XML 30 R24.htm IDEA: XBRL DOCUMENT v3.24.1.u1
Subsequent Events
3 Months Ended
Mar. 31, 2024
Subsequent Events [Abstract]  
Subsequent Events

16. Subsequent Events

On April 2, 2024, the Company entered into a Stock and Asset Purchase Agreement (the “Purchase Agreement”) with Hawk Acquisition, Inc., a Delaware corporation (“Buyer”) and a wholly-owned subsidiary of Vitaprotech SAS, a French société par actions simplifiée and provider of security solutions (“Vitaprotech”). Upon the terms and subject to the conditions set forth in the Purchase Agreement, at the closing of the transactions contemplated thereby, the Company will sell its physical security, access card, and identity reader operations and assets, including all outstanding shares of Identiv Private Limited, its wholly-owned subsidiary (the “Physical Security Business”), to Buyer in exchange for $145.0 million in cash (the “Purchase Price”), subject to customary adjustments set forth in the Purchase Agreement, and the assumption by Buyer of certain liabilities related to the Physical Security Business (collectively, the “Asset Sale”).
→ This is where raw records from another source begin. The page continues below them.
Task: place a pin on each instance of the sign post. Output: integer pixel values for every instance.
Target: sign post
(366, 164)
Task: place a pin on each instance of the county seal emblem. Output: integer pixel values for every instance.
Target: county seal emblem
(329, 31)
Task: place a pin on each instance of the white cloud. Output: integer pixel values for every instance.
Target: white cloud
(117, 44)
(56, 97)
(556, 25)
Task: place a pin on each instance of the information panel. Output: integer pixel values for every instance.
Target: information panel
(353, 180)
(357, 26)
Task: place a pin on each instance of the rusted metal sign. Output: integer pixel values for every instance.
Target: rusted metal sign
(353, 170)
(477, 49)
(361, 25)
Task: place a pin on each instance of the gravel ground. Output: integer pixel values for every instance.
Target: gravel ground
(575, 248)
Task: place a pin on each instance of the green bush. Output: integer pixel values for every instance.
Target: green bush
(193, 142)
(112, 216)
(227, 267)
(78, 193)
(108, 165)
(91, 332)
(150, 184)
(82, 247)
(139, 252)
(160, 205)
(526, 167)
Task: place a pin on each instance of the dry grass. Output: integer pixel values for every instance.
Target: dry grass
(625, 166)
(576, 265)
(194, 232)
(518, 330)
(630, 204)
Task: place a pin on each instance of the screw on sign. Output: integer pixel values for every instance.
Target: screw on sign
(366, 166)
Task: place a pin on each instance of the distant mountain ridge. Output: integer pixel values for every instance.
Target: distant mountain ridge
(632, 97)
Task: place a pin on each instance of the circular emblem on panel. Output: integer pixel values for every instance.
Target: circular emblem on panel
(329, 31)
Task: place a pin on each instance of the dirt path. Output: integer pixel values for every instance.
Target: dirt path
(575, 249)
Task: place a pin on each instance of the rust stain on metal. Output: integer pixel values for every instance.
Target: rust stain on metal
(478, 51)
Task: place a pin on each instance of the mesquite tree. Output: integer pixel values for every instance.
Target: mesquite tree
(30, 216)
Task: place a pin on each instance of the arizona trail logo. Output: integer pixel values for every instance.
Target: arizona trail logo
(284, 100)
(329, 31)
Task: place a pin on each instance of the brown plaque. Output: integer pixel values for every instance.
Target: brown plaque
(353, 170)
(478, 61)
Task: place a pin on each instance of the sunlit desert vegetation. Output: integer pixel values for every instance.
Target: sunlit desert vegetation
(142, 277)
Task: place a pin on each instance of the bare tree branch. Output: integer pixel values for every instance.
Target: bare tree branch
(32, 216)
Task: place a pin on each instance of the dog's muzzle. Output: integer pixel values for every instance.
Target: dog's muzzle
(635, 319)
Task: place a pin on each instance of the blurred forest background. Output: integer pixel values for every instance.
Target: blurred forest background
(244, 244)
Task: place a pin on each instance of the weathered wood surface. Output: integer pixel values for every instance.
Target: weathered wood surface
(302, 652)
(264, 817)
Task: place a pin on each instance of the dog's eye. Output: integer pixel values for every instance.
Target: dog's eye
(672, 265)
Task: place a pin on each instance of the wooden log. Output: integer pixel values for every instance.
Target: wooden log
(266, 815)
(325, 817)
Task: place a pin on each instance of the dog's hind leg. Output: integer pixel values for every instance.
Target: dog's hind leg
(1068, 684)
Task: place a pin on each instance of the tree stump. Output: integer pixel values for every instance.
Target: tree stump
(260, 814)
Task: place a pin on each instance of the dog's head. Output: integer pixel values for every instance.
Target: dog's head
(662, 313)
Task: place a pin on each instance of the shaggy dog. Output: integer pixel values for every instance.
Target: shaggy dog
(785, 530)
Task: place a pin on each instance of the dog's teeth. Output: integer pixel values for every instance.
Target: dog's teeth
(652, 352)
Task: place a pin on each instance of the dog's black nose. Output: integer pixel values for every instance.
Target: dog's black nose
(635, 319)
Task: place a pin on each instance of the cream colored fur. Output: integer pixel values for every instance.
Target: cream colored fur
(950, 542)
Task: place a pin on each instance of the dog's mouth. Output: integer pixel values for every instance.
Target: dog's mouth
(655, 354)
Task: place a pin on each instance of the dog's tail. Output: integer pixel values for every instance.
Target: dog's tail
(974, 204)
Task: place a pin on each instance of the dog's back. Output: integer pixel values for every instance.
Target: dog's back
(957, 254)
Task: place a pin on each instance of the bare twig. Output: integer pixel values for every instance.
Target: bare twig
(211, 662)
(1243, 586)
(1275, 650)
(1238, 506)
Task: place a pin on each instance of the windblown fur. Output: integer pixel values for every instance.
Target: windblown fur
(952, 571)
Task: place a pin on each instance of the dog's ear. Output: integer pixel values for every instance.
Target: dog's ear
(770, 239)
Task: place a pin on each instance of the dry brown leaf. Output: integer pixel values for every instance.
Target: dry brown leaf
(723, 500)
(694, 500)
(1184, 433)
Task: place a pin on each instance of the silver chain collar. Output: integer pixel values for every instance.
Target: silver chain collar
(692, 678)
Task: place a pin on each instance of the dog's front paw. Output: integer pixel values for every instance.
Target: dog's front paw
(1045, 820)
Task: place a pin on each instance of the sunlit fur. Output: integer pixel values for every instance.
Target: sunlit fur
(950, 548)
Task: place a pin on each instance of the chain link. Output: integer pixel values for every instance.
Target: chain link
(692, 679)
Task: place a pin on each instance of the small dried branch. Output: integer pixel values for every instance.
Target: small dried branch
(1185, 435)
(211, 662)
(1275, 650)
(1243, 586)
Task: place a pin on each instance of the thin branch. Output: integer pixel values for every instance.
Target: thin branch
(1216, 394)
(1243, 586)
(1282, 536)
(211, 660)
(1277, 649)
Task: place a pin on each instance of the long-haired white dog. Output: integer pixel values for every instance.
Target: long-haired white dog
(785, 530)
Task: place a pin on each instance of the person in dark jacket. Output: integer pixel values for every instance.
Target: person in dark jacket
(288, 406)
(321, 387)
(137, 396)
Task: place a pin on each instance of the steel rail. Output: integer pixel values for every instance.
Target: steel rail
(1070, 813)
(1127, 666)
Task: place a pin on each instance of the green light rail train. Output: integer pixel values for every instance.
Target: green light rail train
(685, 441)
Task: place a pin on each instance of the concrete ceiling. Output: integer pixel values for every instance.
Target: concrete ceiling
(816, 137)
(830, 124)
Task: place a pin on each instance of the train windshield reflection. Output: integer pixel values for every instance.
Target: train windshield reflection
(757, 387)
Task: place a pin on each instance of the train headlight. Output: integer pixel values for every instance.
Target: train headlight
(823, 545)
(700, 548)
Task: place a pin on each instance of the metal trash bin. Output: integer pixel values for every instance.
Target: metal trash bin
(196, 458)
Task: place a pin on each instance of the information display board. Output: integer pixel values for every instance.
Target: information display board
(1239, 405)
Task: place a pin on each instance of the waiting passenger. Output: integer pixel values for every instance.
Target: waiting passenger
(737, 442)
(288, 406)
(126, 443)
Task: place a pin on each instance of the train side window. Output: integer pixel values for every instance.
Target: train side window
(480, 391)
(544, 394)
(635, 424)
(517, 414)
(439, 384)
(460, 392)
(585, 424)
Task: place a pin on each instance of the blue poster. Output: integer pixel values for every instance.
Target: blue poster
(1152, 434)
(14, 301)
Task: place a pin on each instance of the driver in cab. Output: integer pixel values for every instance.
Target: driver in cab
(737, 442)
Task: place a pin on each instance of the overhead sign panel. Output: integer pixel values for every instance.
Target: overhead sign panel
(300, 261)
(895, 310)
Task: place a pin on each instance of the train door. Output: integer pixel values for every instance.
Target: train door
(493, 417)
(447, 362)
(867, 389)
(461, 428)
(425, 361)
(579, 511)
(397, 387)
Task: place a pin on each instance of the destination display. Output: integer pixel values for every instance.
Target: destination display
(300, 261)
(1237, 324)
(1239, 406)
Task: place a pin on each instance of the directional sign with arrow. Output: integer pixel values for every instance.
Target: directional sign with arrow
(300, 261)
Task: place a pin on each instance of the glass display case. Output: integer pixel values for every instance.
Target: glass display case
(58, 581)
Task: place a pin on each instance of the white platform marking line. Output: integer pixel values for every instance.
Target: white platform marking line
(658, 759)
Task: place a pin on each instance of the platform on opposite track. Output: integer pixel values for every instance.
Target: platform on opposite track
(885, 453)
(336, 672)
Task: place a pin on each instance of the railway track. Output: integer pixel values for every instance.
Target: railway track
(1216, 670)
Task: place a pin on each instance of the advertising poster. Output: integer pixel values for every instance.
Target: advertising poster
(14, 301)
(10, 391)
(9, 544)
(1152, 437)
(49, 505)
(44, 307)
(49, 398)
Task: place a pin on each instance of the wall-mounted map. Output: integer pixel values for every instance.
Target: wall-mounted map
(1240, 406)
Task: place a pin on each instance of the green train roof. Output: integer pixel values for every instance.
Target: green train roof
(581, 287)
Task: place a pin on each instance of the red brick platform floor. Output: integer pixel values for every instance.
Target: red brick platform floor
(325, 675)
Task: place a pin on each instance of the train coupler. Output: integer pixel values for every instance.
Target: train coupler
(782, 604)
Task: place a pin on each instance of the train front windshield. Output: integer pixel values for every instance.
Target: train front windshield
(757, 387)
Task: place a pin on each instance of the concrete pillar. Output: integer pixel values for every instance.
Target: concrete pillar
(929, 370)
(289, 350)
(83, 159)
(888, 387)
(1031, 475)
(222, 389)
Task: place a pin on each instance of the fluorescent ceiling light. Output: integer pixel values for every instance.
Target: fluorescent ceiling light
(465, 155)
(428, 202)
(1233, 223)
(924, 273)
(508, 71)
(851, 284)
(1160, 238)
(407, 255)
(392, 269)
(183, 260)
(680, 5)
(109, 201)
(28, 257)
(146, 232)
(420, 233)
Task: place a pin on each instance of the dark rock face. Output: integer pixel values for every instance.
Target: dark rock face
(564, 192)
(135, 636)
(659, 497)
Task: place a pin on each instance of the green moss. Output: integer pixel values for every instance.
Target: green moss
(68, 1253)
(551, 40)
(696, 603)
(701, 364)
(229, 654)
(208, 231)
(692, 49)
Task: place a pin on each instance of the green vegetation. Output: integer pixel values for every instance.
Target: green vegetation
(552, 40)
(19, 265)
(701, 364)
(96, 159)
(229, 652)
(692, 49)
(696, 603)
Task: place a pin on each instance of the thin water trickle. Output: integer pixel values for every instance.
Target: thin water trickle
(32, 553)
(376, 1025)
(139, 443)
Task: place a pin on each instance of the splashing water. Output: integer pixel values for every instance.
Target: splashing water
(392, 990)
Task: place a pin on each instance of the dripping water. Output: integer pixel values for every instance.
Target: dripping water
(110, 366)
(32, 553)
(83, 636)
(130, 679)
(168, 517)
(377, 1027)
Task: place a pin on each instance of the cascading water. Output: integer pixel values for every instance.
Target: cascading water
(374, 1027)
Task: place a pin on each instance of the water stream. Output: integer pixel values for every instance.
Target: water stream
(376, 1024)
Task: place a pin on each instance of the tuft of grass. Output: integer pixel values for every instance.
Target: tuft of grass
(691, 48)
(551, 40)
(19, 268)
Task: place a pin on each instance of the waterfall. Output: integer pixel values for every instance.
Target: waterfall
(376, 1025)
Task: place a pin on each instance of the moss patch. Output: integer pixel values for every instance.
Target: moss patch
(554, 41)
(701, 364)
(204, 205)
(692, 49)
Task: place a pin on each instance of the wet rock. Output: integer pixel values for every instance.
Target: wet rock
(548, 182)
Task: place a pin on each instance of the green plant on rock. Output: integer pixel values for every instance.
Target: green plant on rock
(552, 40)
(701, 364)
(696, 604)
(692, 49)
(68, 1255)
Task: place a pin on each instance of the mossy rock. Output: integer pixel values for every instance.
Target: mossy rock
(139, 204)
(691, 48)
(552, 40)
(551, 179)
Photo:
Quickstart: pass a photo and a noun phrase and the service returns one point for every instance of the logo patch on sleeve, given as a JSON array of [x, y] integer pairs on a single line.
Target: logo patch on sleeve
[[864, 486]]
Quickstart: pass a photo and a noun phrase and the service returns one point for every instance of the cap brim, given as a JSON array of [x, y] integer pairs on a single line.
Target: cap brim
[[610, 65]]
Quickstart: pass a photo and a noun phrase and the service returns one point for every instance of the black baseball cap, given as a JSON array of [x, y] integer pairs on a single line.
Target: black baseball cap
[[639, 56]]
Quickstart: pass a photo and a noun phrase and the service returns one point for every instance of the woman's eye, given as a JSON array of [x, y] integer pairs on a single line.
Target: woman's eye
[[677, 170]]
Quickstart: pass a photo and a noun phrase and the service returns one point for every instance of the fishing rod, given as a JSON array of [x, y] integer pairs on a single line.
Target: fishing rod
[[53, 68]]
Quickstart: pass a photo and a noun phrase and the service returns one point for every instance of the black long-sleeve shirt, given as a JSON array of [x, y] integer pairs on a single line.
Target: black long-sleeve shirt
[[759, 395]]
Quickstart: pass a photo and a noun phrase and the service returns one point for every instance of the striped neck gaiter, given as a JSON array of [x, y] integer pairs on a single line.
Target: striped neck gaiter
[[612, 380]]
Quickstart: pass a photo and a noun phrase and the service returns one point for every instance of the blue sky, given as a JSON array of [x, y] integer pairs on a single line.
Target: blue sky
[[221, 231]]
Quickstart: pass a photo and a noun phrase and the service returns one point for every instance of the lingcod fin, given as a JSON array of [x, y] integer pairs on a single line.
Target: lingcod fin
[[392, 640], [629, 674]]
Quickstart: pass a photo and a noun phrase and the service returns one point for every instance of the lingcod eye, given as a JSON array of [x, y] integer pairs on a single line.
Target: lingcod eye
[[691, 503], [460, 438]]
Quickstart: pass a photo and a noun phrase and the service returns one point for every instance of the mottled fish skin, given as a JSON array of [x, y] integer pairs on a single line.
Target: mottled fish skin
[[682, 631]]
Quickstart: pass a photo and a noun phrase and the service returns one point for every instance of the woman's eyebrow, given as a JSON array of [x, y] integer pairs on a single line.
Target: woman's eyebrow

The completion of the Asset Sale and the other transactions contemplated by the Purchase Agreement (the “Closing”) is subject to customary conditions, including, (1) the approval of the Asset Sale by the Company’s stockholders, (2) the expiration or termination of the applicable waiting period under the Hart-Scott-Rodino Antitrust Improvements Act of 1976, as amended (the “HSR Act”), (3) the absence of any order that has the effect of enjoining or otherwise prohibiting the completion of the Asset Sale, (4) each party’s representations and warranties being true and correct as of the Closing, (5) each party’s material compliance with agreements, covenants and conditions, (6) obtaining clearance from the Committee on Foreign Investment in the United States (“CFIUS”), (7) obtaining approval under the United Kingdom National Security and Investment Act 2021 (the “NSI Act”), and (8) delivery of the Purchase Price. The Closing is not subject to the approval of Buyer’s stockholders or the receipt of financing by Buyer. Certain of Buyer’s obligations under the Purchase Agreement are guaranteed by Vitaprotech.

The Purchase Agreement includes customary representations, warranties and covenants of the Company and Buyer, including covenants to use their respective reasonable best efforts to consummate the transactions contemplated by the Purchase Agreement. Between the date of execution of the Purchase Agreement and the Closing, the Company has agreed to conduct its and its subsidiaries’ business in the ordinary course of business and in a manner consistent with past practice and to comply with certain operating covenants.